If the patient has developed endocarditis as a result of IV drug abuse, an addiction consultation is essential, with a possible referral to an appropriate treatment program. Surgical replacement of the infected valve is needed in those patients who have an infecting microorganism that does not respond to available antibiotic therapy and for patients who have developed infectious
endocarditis in a prosthetic heart valve.
During the acute phase of the disease, provide adequate rest by assisting the patient with daily hygiene. Provide a bedside commode to reduce the physiological stress that occurs with the use of a bedpan. Space all nursing care activities and diagnostic tests to provide the patient with adequate rest. During the first few days of hospital admission, encourage the family to limit visitation.
Emphasize patient education. Individualize a standardized plan of care, and adapt it to meet the patient’s needs. Areas for discussion include the cause of the disease and its course, medication regimens, technique for administering antibiotics intravenously, and practices that help avoid and identify future infections.
If the patient is to continue parenteral antibiotic therapy at home, make sure that, before he or she is discharged from the hospital, the patient has all the appropriate equipment and supplies that will be needed. Make a referral to a home health nurse as needed, and provide the patient and family with a list of information that describes when to notify the primary healthcare
provider about complications.
Nursing care plan discharge and home health care guidelines
To prevent infective endocarditis, provide patients in the high-risk category with the needed information for early detection and prevention of the disease. Instruct recovering patients to inform their healthcare providers, including dentists, of their endocarditis history, since they may need future prophylactic antibiotic therapy to prevent subsequent episodes.

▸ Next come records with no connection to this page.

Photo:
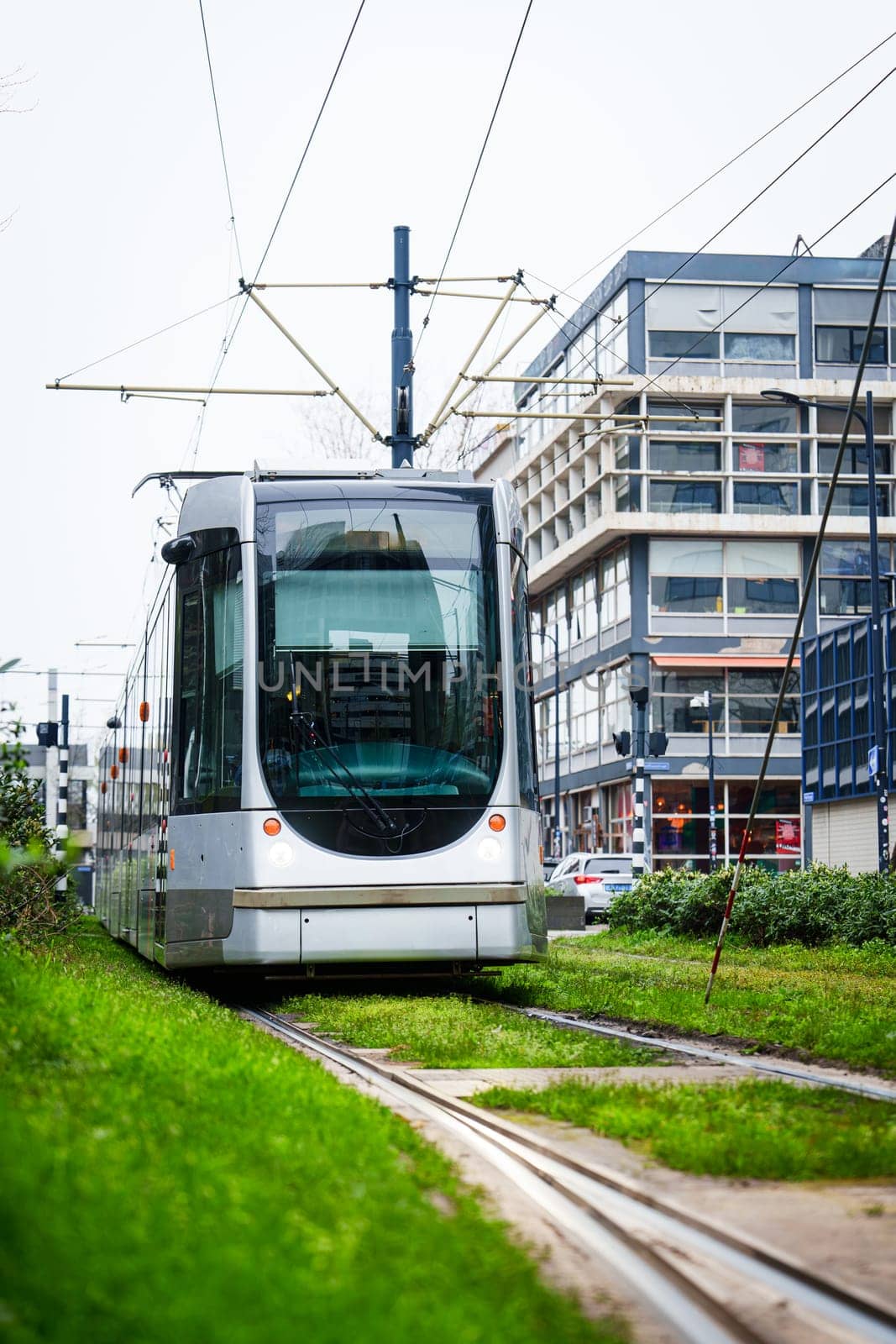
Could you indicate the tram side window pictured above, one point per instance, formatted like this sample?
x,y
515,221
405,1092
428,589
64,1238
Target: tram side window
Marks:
x,y
523,689
210,685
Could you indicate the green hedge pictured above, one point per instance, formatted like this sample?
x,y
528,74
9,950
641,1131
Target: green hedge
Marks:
x,y
812,906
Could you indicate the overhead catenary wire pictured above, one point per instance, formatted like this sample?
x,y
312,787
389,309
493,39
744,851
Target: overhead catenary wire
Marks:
x,y
476,171
747,206
790,262
727,165
765,286
804,604
731,221
144,339
221,138
248,288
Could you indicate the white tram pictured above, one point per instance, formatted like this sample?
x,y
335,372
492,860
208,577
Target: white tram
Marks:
x,y
324,750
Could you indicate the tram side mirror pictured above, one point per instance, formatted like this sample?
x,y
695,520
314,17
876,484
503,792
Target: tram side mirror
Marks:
x,y
179,550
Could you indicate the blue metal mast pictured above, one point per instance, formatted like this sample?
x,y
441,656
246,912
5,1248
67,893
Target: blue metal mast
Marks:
x,y
402,286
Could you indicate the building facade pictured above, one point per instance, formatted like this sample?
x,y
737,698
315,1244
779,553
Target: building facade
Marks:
x,y
839,734
671,514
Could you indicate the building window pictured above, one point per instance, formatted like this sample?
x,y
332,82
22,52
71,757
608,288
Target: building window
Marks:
x,y
763,418
844,344
725,578
672,418
852,501
620,813
837,696
743,702
616,711
685,497
684,346
761,347
584,706
673,692
555,618
752,696
681,824
685,577
844,584
673,456
614,596
765,497
584,615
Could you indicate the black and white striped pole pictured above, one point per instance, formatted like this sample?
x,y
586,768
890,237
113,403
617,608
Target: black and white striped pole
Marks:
x,y
62,800
640,696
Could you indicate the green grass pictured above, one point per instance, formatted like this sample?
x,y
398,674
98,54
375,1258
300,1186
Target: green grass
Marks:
x,y
768,1131
174,1175
449,1032
826,1003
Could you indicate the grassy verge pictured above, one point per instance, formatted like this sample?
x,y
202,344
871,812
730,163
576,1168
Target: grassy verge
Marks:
x,y
768,1131
452,1032
170,1173
836,1003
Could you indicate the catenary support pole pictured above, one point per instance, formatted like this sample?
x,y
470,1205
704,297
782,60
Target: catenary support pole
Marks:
x,y
711,768
640,709
402,353
558,827
809,578
879,716
51,754
62,803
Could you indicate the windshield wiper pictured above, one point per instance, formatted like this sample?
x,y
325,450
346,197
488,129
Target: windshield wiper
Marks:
x,y
379,816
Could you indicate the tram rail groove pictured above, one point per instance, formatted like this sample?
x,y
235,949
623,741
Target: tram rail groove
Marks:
x,y
681,1047
667,1252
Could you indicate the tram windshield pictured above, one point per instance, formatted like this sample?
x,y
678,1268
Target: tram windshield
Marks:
x,y
379,647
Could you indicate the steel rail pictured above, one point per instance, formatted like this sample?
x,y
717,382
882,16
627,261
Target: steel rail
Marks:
x,y
719,1057
661,1247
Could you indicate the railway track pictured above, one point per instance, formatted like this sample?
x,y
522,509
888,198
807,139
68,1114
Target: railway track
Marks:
x,y
707,1283
778,1068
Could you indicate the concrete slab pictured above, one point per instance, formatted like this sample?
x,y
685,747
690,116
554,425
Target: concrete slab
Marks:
x,y
466,1082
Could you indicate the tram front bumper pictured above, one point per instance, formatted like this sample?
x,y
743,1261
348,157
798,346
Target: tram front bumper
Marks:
x,y
379,924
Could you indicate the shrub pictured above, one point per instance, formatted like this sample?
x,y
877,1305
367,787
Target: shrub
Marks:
x,y
812,906
29,906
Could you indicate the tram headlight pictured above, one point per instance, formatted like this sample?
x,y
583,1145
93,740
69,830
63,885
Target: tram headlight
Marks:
x,y
281,853
490,850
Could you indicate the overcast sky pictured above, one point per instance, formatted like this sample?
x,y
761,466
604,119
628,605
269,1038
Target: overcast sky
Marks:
x,y
121,225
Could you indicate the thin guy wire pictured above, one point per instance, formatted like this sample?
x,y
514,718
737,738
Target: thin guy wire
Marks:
x,y
654,381
770,281
750,203
144,339
721,322
277,222
221,138
719,232
469,190
728,165
804,604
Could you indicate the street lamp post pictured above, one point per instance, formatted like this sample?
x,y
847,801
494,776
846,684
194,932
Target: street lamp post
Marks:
x,y
558,832
878,756
705,702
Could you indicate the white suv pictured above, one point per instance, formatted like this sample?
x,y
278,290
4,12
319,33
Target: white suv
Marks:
x,y
597,877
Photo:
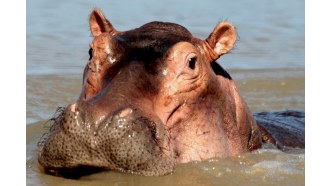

Be sure the patient understands all medications, including the dosage, route, action, and adverse effects. Encourage the patient to seek prompt medical attention if side effects occur. Make sure the patient or significant others can demonstrate the appropriate method of antibiotic administration. Instruct the patient on proper IVs catheter site care, as well as the signs of infiltration. Encourage good oral hygiene, and advise the patient to use a soft toothbrush and to brush at least twice a day. Teach patients to avoid irrigation devices and flossing. Teach the patient to monitor and record the temperature daily at the same time. Encourage the patient to take antipyretics according to physician orders. Instruct the patient to report signs of heart failure and embolization, as well as continued fever, chills, fatigue, malaise, or weight loss.